Inquiétudes autour du numéro unique et du retour de la PDSA obligatoire
L'idée d'un numéro unique de santé avec le 15, lancée par Thomas Mesnier, est aussi une préoccupation pour la profession, qui demande un numéro dédié seulement aux soins non programmés via le 116 117. « Les patients appellent aussi bien le 15 pour une urgence vitale que pour demander quelle est la pharmacie de garde, observe le président de la CSMF le Dr Jean-Paul Ortiz. Plus on met tout dans le même pot, plus il sera difficile de trier les prises en charge adéquat et séparer les urgences réelles des appels superficiels. »
La menace d'un retour de la permanence des soins (PDSA) obligatoire n'est pas une piste privilégiée par le rapport Mesnier. Pourtant, les médecins restent attentifs : « L'engagement collectif au niveau d'un territoire reste envisageable mais nous restons prudents quant à une éventuelle obligation », avise le Dr Ortiz.
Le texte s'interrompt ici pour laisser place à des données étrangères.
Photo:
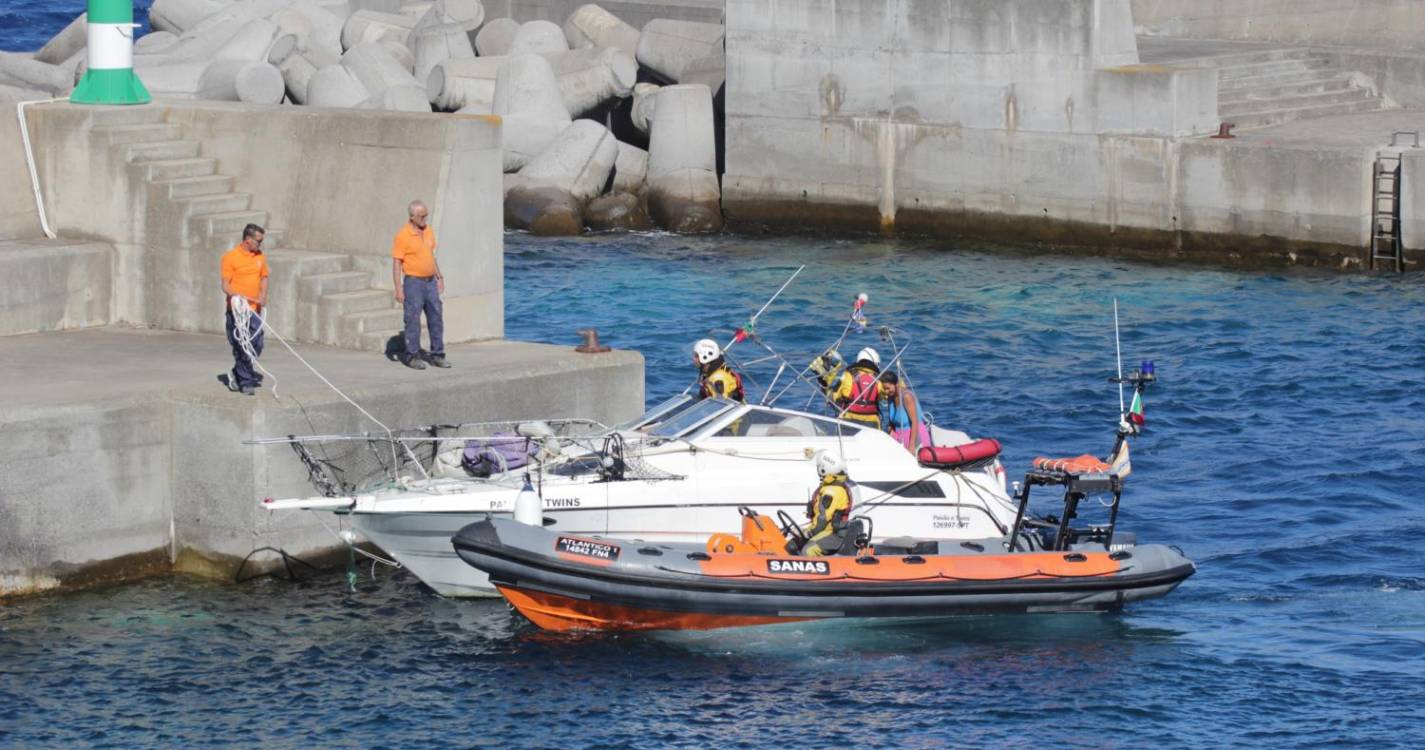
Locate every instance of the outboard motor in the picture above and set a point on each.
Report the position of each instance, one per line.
(527, 506)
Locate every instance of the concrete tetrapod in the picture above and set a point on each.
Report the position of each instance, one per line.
(543, 210)
(335, 86)
(23, 72)
(178, 16)
(667, 47)
(527, 99)
(495, 37)
(389, 86)
(156, 43)
(403, 56)
(617, 211)
(643, 103)
(542, 37)
(372, 26)
(315, 27)
(465, 84)
(630, 168)
(436, 43)
(593, 76)
(258, 39)
(297, 72)
(592, 26)
(683, 187)
(579, 161)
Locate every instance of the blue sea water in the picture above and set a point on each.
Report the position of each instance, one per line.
(1281, 452)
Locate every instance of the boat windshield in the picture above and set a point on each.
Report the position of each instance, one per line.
(661, 412)
(693, 418)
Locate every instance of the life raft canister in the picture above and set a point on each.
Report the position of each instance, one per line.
(949, 456)
(862, 394)
(727, 378)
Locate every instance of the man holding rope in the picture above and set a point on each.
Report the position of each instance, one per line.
(245, 277)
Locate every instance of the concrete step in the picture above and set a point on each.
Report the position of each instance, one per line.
(136, 153)
(1261, 56)
(1301, 101)
(1276, 117)
(140, 133)
(335, 305)
(351, 328)
(1270, 69)
(225, 227)
(378, 341)
(217, 203)
(1286, 90)
(174, 168)
(191, 187)
(302, 263)
(315, 285)
(1277, 79)
(103, 116)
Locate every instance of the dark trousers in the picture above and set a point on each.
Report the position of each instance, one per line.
(422, 297)
(241, 365)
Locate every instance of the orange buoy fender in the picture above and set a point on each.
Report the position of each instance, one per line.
(959, 455)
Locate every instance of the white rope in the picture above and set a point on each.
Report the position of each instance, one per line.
(29, 157)
(242, 315)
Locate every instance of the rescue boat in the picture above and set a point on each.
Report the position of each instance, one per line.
(572, 582)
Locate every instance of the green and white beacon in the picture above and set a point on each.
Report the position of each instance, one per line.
(110, 77)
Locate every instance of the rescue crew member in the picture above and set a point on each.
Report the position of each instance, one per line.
(419, 285)
(244, 274)
(716, 378)
(854, 391)
(901, 411)
(828, 508)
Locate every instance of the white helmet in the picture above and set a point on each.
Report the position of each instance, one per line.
(828, 464)
(706, 351)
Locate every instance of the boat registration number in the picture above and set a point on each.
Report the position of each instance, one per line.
(586, 548)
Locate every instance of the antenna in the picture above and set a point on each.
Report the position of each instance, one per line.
(1117, 350)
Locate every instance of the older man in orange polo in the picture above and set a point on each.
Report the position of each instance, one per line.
(419, 285)
(245, 274)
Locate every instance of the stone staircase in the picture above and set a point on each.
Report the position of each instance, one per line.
(314, 297)
(1280, 86)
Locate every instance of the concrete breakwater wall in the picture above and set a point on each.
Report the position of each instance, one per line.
(1351, 23)
(137, 466)
(862, 116)
(171, 184)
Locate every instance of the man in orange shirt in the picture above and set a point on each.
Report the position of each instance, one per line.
(244, 274)
(419, 285)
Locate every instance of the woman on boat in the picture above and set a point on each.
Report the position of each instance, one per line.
(901, 411)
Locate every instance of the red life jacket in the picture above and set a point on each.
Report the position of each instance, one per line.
(862, 392)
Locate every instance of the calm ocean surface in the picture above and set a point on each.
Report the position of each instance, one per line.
(1281, 452)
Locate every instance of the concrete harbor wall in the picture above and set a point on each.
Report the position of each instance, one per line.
(1353, 23)
(864, 114)
(138, 466)
(325, 181)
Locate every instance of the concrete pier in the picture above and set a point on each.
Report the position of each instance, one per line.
(1042, 121)
(123, 455)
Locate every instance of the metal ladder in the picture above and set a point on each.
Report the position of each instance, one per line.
(1387, 251)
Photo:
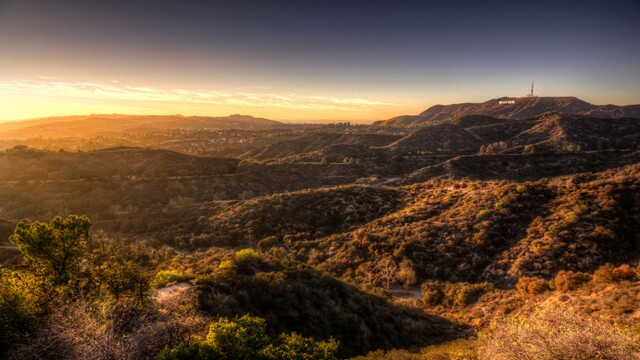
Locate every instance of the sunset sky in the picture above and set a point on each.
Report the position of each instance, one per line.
(309, 60)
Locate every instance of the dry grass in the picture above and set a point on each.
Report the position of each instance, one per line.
(558, 333)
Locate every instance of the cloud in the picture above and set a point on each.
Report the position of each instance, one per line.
(117, 91)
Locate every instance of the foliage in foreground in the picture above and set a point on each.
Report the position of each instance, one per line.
(246, 338)
(556, 334)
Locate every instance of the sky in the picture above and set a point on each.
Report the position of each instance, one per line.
(309, 60)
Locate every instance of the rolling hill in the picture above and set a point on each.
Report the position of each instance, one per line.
(110, 125)
(512, 108)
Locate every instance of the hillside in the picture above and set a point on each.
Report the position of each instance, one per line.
(295, 297)
(110, 125)
(521, 108)
(444, 138)
(549, 132)
(317, 213)
(467, 230)
(318, 143)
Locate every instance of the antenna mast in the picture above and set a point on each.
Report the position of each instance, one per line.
(531, 95)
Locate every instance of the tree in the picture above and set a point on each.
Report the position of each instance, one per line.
(125, 279)
(239, 339)
(53, 250)
(246, 338)
(19, 306)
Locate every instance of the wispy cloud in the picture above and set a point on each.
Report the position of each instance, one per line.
(117, 91)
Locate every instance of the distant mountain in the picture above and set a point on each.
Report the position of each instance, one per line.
(327, 144)
(104, 125)
(512, 108)
(443, 138)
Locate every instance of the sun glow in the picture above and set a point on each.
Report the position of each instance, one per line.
(58, 97)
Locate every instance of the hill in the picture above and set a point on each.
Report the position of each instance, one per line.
(110, 125)
(320, 142)
(443, 138)
(549, 132)
(513, 108)
(295, 297)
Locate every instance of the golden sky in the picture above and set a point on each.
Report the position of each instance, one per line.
(22, 99)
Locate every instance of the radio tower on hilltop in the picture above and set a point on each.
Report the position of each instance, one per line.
(531, 93)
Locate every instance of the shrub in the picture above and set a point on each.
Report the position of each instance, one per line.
(530, 285)
(19, 306)
(557, 333)
(569, 280)
(607, 274)
(460, 294)
(165, 277)
(246, 338)
(247, 256)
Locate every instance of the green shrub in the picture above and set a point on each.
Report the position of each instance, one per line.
(557, 333)
(165, 277)
(246, 338)
(460, 294)
(19, 306)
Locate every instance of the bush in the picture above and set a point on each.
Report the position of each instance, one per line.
(19, 306)
(530, 285)
(453, 350)
(460, 294)
(165, 277)
(246, 338)
(569, 280)
(247, 256)
(557, 333)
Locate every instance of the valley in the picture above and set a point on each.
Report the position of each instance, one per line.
(405, 237)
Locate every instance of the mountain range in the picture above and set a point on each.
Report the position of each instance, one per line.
(512, 108)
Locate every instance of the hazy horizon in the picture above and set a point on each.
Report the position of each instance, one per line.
(337, 61)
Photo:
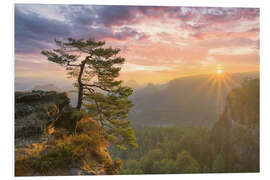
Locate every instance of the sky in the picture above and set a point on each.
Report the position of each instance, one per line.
(158, 43)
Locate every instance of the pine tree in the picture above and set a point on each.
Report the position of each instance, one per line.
(95, 68)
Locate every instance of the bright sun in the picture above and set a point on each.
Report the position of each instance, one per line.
(219, 71)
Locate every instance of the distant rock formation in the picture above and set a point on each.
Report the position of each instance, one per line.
(33, 113)
(47, 87)
(236, 134)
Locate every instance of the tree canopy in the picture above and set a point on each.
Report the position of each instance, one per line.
(96, 69)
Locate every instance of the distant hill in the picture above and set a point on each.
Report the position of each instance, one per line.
(47, 87)
(193, 100)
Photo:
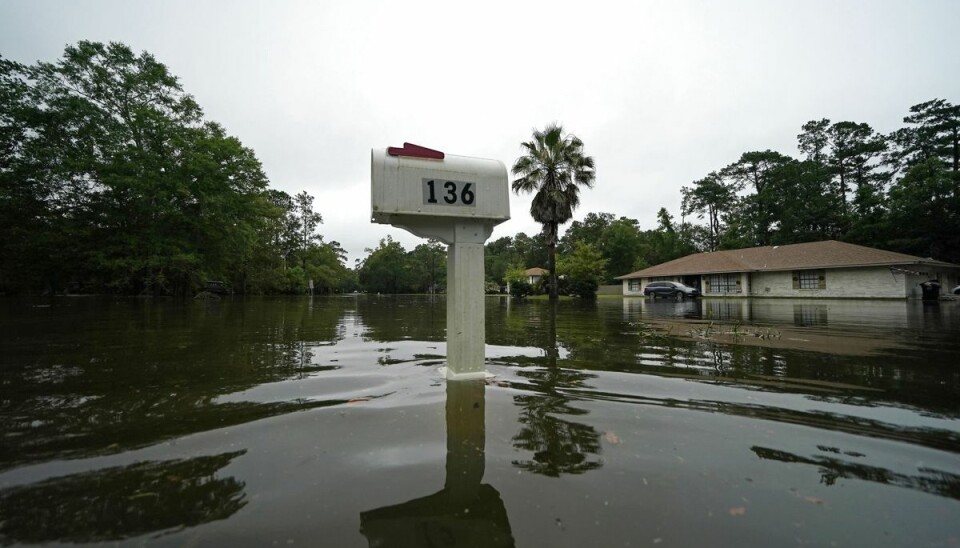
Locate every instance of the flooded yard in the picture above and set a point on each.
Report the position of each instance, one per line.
(620, 422)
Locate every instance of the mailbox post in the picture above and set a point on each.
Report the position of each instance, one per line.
(456, 200)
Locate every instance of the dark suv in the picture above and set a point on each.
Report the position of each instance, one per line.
(675, 290)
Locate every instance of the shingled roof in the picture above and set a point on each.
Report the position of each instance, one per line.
(828, 254)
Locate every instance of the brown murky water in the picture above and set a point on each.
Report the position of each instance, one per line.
(324, 422)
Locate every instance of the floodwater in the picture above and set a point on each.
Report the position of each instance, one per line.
(623, 422)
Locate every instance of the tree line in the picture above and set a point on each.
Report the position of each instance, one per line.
(898, 191)
(112, 180)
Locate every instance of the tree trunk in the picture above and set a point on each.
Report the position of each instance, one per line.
(552, 265)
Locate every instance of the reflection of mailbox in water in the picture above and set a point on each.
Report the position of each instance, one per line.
(418, 182)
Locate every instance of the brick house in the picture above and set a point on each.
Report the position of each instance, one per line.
(829, 269)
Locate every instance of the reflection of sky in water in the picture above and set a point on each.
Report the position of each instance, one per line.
(340, 411)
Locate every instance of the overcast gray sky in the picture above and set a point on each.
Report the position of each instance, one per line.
(661, 93)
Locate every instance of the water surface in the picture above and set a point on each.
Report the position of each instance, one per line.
(623, 422)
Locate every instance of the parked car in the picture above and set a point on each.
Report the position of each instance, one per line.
(675, 290)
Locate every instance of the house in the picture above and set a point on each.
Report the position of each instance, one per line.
(829, 269)
(534, 275)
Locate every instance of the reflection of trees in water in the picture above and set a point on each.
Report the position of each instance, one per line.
(120, 503)
(102, 376)
(831, 469)
(466, 512)
(389, 318)
(559, 446)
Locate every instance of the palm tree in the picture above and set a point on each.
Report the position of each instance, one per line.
(554, 166)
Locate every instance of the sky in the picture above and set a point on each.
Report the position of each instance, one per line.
(660, 93)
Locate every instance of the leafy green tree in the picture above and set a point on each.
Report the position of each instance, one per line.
(757, 169)
(384, 270)
(590, 229)
(307, 221)
(934, 132)
(428, 267)
(498, 256)
(533, 250)
(619, 245)
(710, 197)
(554, 167)
(129, 189)
(583, 269)
(855, 152)
(926, 211)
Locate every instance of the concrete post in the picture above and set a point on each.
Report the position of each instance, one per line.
(466, 331)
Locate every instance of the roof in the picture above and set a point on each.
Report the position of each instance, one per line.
(828, 254)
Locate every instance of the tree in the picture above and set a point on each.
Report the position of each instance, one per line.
(590, 229)
(554, 167)
(307, 222)
(583, 270)
(123, 185)
(427, 264)
(926, 211)
(934, 133)
(756, 169)
(384, 270)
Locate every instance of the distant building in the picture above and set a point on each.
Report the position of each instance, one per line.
(827, 269)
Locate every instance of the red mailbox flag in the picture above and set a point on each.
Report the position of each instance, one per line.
(415, 151)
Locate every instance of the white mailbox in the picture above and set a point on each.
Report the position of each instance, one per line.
(413, 183)
(457, 200)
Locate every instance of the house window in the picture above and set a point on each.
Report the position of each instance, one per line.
(723, 283)
(809, 279)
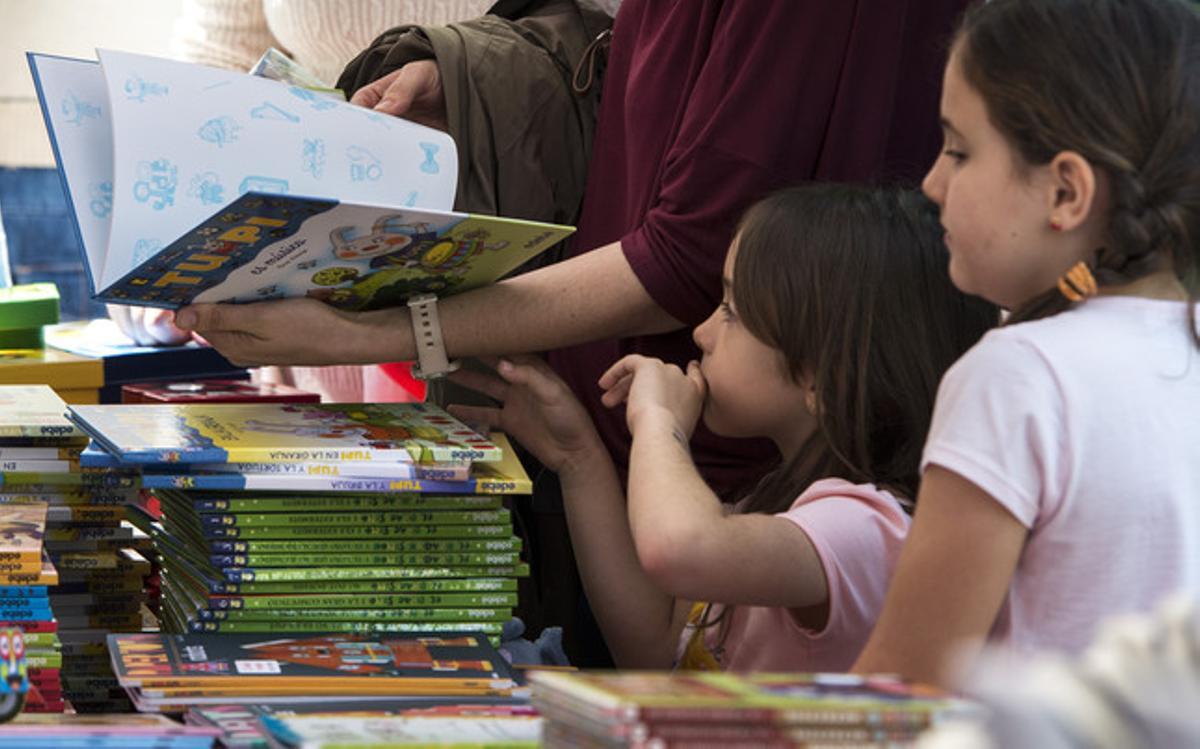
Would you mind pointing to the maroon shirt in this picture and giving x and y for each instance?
(712, 105)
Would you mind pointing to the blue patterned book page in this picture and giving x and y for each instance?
(354, 257)
(189, 139)
(75, 106)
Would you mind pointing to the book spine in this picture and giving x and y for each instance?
(355, 615)
(363, 586)
(487, 628)
(364, 532)
(353, 519)
(363, 600)
(351, 503)
(354, 573)
(367, 546)
(23, 591)
(333, 559)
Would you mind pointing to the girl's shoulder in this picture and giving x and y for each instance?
(1067, 349)
(868, 495)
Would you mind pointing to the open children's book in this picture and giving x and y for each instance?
(195, 184)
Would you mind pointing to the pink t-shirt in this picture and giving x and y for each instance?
(1086, 427)
(857, 531)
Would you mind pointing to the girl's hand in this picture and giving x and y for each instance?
(538, 409)
(653, 389)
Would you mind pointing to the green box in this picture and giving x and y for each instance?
(29, 305)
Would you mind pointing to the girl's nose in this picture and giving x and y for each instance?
(702, 333)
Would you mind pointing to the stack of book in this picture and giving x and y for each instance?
(756, 709)
(103, 732)
(316, 519)
(175, 672)
(76, 379)
(371, 721)
(215, 391)
(119, 361)
(25, 604)
(96, 555)
(511, 726)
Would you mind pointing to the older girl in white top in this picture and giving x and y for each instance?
(1062, 469)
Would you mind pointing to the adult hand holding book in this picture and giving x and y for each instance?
(414, 93)
(195, 184)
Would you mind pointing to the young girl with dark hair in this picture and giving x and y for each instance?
(837, 323)
(1062, 472)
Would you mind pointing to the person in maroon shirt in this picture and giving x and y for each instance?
(708, 106)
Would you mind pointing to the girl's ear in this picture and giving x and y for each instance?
(1073, 181)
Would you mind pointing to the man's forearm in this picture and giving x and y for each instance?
(588, 298)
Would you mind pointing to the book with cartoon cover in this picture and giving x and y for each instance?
(22, 534)
(507, 477)
(481, 726)
(282, 432)
(195, 184)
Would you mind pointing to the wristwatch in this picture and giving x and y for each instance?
(431, 351)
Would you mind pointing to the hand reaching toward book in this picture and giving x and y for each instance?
(414, 93)
(538, 409)
(288, 331)
(148, 325)
(653, 389)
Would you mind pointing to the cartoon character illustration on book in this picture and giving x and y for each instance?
(334, 425)
(352, 654)
(442, 258)
(13, 672)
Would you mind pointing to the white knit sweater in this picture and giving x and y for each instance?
(321, 35)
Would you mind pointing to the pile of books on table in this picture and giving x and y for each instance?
(461, 721)
(725, 709)
(93, 558)
(25, 604)
(175, 672)
(511, 726)
(97, 556)
(315, 519)
(129, 731)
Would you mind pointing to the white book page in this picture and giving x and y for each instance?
(75, 103)
(189, 139)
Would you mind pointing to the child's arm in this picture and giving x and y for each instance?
(949, 583)
(640, 622)
(684, 539)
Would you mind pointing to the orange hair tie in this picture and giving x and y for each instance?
(1078, 283)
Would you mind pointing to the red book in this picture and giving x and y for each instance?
(215, 391)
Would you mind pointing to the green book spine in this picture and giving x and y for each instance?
(367, 546)
(366, 532)
(372, 573)
(357, 615)
(487, 628)
(443, 517)
(360, 600)
(369, 559)
(43, 661)
(370, 586)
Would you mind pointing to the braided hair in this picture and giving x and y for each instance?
(1119, 83)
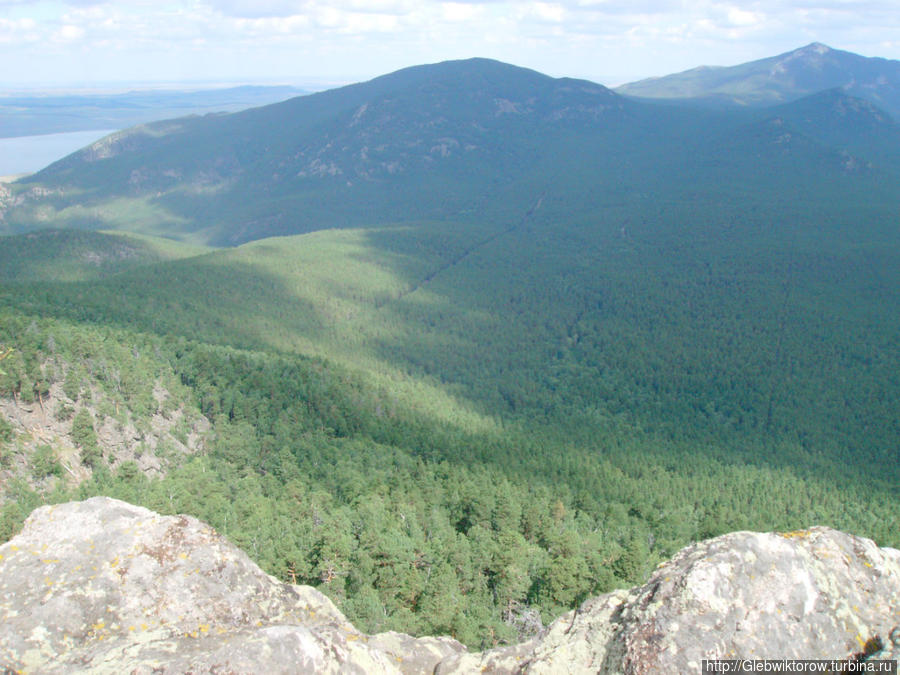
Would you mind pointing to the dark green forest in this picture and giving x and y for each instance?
(449, 453)
(522, 339)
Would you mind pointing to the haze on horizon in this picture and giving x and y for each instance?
(89, 43)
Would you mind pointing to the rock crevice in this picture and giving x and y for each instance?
(105, 586)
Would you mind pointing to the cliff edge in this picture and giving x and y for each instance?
(104, 586)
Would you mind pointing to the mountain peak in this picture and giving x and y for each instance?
(815, 48)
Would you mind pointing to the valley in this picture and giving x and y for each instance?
(466, 343)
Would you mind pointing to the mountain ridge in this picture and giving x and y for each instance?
(778, 79)
(170, 592)
(450, 141)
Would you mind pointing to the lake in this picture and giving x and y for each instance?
(27, 154)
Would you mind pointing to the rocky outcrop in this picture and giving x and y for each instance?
(104, 586)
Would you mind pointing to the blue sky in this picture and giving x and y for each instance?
(86, 43)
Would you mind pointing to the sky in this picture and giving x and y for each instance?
(92, 43)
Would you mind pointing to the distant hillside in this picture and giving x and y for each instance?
(527, 338)
(34, 114)
(476, 141)
(781, 78)
(74, 255)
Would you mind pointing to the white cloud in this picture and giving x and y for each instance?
(361, 38)
(70, 33)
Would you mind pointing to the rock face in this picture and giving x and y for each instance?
(104, 586)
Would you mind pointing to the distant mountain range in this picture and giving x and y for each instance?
(518, 340)
(787, 77)
(456, 140)
(35, 114)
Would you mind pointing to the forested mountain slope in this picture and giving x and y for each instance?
(491, 380)
(777, 79)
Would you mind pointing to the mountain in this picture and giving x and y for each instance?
(74, 255)
(426, 142)
(779, 79)
(106, 586)
(520, 339)
(476, 142)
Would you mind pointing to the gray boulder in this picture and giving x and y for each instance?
(104, 586)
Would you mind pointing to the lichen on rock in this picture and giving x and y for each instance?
(104, 586)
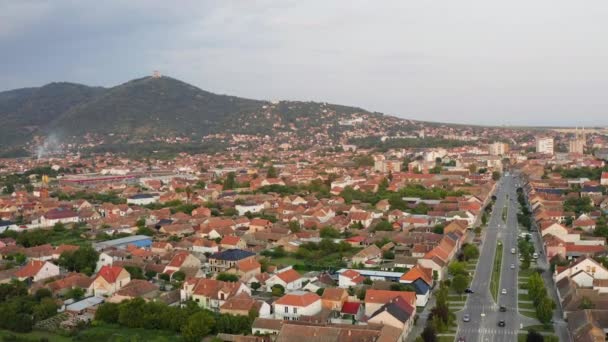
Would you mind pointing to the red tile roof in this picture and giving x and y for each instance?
(298, 299)
(109, 273)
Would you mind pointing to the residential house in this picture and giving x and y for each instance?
(289, 278)
(296, 304)
(36, 270)
(211, 293)
(108, 280)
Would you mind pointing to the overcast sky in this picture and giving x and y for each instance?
(540, 62)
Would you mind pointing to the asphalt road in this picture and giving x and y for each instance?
(480, 306)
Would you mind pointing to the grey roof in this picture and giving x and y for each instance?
(232, 255)
(85, 303)
(121, 241)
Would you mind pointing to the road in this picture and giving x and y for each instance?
(483, 310)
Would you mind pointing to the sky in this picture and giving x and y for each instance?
(541, 62)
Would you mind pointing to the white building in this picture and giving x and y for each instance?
(293, 305)
(544, 145)
(143, 199)
(499, 149)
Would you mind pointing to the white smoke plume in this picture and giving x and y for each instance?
(51, 145)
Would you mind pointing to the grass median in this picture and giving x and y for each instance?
(495, 280)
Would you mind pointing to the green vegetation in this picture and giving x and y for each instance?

Pour le Dr Battistoni, « si le problème de la continuité des soins est réglé, il n'y aura plus de problème de PDSA car les patients auront consulté au maximum en journée ».
« Je ne parle jamais d'obligation dans le rapport mais je rappelle le principe fort de la responsabilité territoriale des professionnels de territoire de santé en matière de prise en charge des premiers soins » Quand tu sens que ça commence à cramer @MESNIERThomas pic.twitter.com/kMCjAHf8J8
— Christian Lehmann (@LehmannDrC) 23 mai 2018
A contrecourant des syndicats seniors plutôt critiques vis-à-vis du rapport, le président de ReAGJIR, le Dr Schmitt, affirme pour sa part que « cela faisait longtemps qu'un rapport avec une connaissance aussi fine du terrain n'avait pas été rendu ». Il n'est pas le seul satisfait. « Enfin un programme et des propositions », se félicite l'Union syndicale des médecins de centres de santé (USMCS), qui demande un financement forfaitaire annuel des centres de santé qui prendront part à la continuité des soins, à la place des paiements à l'acte.